- Dorothy M. Healy in 1988
- Born: Dorothy Estelle Murphy March 21, 1914 Boothbay, Maine
- Died: October 16, 1990 (aged 76) Portland, Maine
- Occupations: English professor; collections curator
- Known for: Co-founder and curator of the Maine Women Writers Collection
- Spouse: John Vincent Healy
- Children: 3
- Awards: Maine Women's Hall of Fame, 1993

Academic background
- Education: Bachelor's degree, Boston University, 1936

Academic work
- Discipline: English literature
- Institutions: Westbrook College

= Dorothy M. Healy =

American English professor and historian (1914–1990)

Dorothy Murphy Healy (March 21, 1914 – October 16, 1990) was an American educator, historian, and curator. She was Professor of English Literature at Westbrook College, Portland, Maine, where she also served in various administrative capacities. In 1959 she co-founded the Maine Women Writers Collection at the college and built the collection into one of over 4,000 volumes by the time of her death in 1990. She was posthumously inducted into the Maine Women's Hall of Fame in 1993.

==Early life and education==
Dorothy Estelle Murphy was born in Boothbay, Maine, to Samuel Murphy and his wife, Abbie Gamage Murphy. She attended public school in Lynn, Massachusetts, and graduated from Boston University in 1936.

==Career==
After graduation, Murphy secured a position as an English literature instructor at Westbrook Junior College in Portland, Maine. She remained at the college for over five decades, teaching composition and literature and also working in administration, including the posts of director of development and administrative assistant to the president.

Healy compiled historical data on the college, leading to her creation of the Presidents of Westbrook College Collection, which consists of memos, correspondence, and mentions about the presidents in publications and websites from the inception of the college in 1834 until 1996.

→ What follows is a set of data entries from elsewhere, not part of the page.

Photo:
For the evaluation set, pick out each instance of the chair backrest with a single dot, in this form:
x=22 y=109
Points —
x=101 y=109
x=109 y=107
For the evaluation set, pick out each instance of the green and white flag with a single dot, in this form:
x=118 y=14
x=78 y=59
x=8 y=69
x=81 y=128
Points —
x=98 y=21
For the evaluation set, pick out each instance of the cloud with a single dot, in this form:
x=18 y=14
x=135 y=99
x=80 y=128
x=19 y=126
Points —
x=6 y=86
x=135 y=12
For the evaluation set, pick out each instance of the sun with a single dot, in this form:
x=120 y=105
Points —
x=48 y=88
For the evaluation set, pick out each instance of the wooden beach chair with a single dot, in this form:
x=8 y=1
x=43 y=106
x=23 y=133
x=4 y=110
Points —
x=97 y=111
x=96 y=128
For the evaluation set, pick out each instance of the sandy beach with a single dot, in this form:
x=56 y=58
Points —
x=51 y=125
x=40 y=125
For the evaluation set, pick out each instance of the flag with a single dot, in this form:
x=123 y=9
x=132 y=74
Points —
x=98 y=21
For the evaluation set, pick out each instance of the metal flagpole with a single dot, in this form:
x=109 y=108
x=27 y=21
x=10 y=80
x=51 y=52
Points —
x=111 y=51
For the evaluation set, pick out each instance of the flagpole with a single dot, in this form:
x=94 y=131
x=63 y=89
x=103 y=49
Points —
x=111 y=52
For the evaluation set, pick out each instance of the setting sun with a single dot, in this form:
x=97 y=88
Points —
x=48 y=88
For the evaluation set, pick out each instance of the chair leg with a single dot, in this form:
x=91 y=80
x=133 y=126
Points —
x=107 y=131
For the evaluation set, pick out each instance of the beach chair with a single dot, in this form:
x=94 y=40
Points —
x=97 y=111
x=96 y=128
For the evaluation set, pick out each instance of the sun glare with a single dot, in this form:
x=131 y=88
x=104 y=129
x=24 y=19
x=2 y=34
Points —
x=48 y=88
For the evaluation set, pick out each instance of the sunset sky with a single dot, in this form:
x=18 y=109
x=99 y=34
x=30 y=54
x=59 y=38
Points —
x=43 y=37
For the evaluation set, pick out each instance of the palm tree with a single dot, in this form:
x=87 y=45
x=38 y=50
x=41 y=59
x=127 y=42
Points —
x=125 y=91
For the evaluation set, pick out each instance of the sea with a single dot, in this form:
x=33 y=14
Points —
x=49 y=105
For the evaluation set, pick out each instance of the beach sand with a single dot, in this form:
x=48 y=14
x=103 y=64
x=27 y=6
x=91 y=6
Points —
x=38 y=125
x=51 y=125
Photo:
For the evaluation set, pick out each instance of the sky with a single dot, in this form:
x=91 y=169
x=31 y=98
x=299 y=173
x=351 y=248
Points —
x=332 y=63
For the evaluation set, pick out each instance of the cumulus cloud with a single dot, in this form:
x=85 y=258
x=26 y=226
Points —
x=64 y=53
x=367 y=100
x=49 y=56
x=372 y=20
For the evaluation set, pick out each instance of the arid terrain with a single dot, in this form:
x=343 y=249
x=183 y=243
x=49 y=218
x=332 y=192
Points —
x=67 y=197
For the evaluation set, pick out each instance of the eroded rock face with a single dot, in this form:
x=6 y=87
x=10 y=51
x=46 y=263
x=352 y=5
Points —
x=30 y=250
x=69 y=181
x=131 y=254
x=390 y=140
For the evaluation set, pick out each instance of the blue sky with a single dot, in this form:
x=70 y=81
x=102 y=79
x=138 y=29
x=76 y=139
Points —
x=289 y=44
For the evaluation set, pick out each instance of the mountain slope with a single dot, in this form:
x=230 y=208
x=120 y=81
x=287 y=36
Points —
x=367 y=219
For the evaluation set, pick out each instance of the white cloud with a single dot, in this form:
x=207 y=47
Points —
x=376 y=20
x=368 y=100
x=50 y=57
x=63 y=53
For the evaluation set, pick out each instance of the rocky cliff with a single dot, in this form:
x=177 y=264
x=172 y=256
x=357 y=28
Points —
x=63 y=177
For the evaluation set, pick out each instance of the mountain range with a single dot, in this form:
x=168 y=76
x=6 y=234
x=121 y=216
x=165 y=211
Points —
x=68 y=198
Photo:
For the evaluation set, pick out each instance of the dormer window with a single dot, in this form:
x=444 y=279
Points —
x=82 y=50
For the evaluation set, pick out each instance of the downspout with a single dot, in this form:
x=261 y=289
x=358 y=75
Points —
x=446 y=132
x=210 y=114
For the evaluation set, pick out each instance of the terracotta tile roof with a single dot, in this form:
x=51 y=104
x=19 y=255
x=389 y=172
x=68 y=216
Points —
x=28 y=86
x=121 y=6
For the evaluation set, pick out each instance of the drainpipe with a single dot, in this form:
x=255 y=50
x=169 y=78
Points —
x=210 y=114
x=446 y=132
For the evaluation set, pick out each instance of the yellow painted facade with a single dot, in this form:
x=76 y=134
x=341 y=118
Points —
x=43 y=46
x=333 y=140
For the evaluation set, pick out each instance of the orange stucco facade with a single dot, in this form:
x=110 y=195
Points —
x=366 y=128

I don't think there is any state in the union that has such creative women as Maine does.
— –Dorothy Healy

The idea for the Maine Women Writers Collection was sparked by a 1959 field trip taken by Healy and her colleague, Grace A. Dow, professor of literature at Westbrook, with their students, to view the Thomas Harding collection at Colby College. Dow suggested to Healy that they start their own collection of Maine women writers, and the idea was approved by Edward Blewett, Westbrook president. The collection received a $400 budget and its first acquisition was a volume donated by the Healys from their personal library: A Few Figs from Thistles: Poems and Sonnets by Edna St. Vincent Millay, a native of Rockland, Maine. Dow curated the collection until 1967, after which Healy took over as curator until her death in 1990. Seeking "novels, stories, diaries, journals, letters and memorabilia" of both well-known and obscure authors, Healy made connections with writers, collectors, and book dealers throughout New England. By the time of her death, the collection housed over 4,000 volumes by more than 400 Maine women writers and 200 related authors. The collection has continued to expand and, as of 2010, is a repository for over 8,000 volumes by more than 500 Maine writers.

Healy also conducted 50 to 60 public lectures annually based on material housed in the collection, and convened conferences, book debuts, and literary receptions at the collection's home in Westbrook College. In the course of her work, she befriended numerous Maine women writers, including May Sarton and Mary Ellen Chase. As a result of her personal connection with Healy, Sarton gifted her poetry library to the Maine Women Writers Collection.

==Other activities==
Healy and her husband purchased the Bald Hill turkey farm in New Gloucester, Maine, in 1943. By 1949, they were raising an average of 3,000 turkeys annually, along with 800 pheasants and 50 Chukar partridges. They operated the farm until 1973, when failing health forced her husband to retire from the enterprise. In 1948 she was elected secretary of the Maine Turkey Growers Association, and in 1949, secretary and treasurer.

==Awards and honors==
Westbrook College honored Healy with several awards and recognition, including the designation of Dorothy Healy Day in 1975, the Woman of Achievement Award in 1984, and the Dorothy Healy Scholarship Award. She received a Distinguished Service Award from Boston University in 1987 and an Achievement Citation Award from the Maine chapter of the American Association of University Women in 1990. She was posthumously inducted into the Maine Women's Hall of Fame in 1993.

After her death in 1990, the Dorothy M. Healy Professorship was endowed by Healy's long-time friend, philanthropist John Payson. Originally a visiting professorship, in 2007 it became a full-time faculty position in the Department of English at the University of New England (which merged with Westbrook College in 1996), combined with directorship of the Maine Women Writers Collection.

==Personal life==
In October 1938 she married John Vincent Healy (1911–1979), a poet and literary critic. They had two sons and a daughter. Their youngest son, Thomas, committed suicide at the age of 26.

She died on October 16, 1990.

The Dorothy M. Healy Collection, 1900–1987, containing her notes and records of the history of the Westbrook College campus, is housed at the University of New England.